Reservoir compaction and associated bedding plane slip and overburden shear can induce damage to wells. Casing damage leads to loss of pressure, impairment, pinching of production tubing, or an inability to lower workover tools.
Usually, casing impairment arises through shear owing to displacement of the rock strata along bedding planes or along steeply inclined fault planes. There are certain indicators pointing towards reservoirs which are most likely to suffer casing damage due to reservoir compaction.
In a stress-sensitive field, caliper logs and VDL recording in large number of wells with respect to time, may provide preliminary physical evidence of this phenomena and casing deformation pattern.
At the farthest end of the spectrum, it may be required to carry out 3D geomechanical simulation in conjunction with reservoir simulation and independent use of only one of these simulators may not give the complete picture. This would help in deciding on placement of wells, besides mitigation options to be considered during drilling of wells.

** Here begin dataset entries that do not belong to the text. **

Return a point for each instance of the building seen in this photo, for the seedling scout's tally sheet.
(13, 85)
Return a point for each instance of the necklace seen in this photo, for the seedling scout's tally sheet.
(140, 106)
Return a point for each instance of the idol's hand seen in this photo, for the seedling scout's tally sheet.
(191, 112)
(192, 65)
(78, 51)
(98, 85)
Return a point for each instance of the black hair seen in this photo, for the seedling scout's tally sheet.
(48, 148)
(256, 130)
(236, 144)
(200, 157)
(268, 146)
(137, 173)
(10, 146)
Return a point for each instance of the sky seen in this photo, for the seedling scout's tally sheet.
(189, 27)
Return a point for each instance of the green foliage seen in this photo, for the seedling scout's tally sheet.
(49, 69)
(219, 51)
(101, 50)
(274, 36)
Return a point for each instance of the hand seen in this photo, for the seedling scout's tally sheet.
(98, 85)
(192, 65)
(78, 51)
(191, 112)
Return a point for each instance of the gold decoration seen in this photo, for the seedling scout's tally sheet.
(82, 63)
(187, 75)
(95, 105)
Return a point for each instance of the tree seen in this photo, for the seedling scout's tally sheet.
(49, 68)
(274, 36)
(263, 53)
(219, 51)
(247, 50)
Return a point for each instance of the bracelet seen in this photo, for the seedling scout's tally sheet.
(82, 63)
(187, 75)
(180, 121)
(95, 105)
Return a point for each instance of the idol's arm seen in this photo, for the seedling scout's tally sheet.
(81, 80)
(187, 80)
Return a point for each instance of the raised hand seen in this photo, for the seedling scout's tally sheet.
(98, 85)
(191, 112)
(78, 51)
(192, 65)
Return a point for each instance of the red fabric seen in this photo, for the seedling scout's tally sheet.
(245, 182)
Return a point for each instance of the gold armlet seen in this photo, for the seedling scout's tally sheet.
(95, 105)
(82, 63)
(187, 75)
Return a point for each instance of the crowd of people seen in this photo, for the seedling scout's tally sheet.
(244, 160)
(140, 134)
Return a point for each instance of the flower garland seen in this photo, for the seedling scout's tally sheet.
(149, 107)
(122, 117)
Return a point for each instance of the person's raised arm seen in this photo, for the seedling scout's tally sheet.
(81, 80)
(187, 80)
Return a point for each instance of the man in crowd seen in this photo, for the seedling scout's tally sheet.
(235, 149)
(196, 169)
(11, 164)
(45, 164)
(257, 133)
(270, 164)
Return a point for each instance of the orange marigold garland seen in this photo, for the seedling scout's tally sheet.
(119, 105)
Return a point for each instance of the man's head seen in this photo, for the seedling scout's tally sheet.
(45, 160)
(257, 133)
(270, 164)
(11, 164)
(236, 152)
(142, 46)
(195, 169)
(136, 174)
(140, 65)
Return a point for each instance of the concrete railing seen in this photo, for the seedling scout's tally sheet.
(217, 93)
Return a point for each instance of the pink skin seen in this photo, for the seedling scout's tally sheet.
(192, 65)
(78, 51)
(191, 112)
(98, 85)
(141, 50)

In an Indian onshore field, casing failure in seven wells (out of 41 drilled) has been reported. This high failure rate, and that too within a short span of few years, necessitated a closer look at reservoir behaviour. The paper describes the qualitative analysis carried out which leads to the conclusion that there is a likelihood of this field being stress-sensitive.
In petroleum industry, hydrocarbon production from unconsolidated reservoir induces geo-hazards like reservoir compaction and surface subsidence which may result in well failure, even platform sinking (in offshore environment). A classic example is, subsidence in Ekofisk Chalk field - the jack-up remediation for this field eventually cost around US $ 3 billion(1). Geomechanics addresses problems such as subsidence due to compaction of a reservoir, casing failure due to sand production and reservoir compaction. Casing impairment through shear takes place whenever large scale stress changes are induced in weak stratified sediments in a stress-sensitive reservoir. Compaction cases and thermal stimulation almost always generate a number of casing shear incidence. This has been documented in some of the well known case histories which include, Ekofisk and Valhall fields in North sea; Wilmington Oil Field, California; Groningen Gas Field, Netherlands; Boliver Coastal Oil Fields, Venezuela; Po Delta Gas Field, Italy; Belridge and Lost Hill Oil Field, California (1–15).
Several reservoir conditions may make a reservoir stress-sensitive. In the present case study, geomechanical considerations assume significance in view of the fact that a good number of wells are planned to be drilled under next phase development.
The phenomenon of well casing impairment/damage has considerable impact on field productivity and cost of production. These include:
Well casing damage leads to pinching of production tubing making it difficult or sometimes making it impossible for workover tools to run through. Many corrective actions which a well demands (e.g. gravel pack) may not be possible owing to casing impairment; this may consequently result in frequent well interventions (for bottom clearing) and thus increase the cost of production.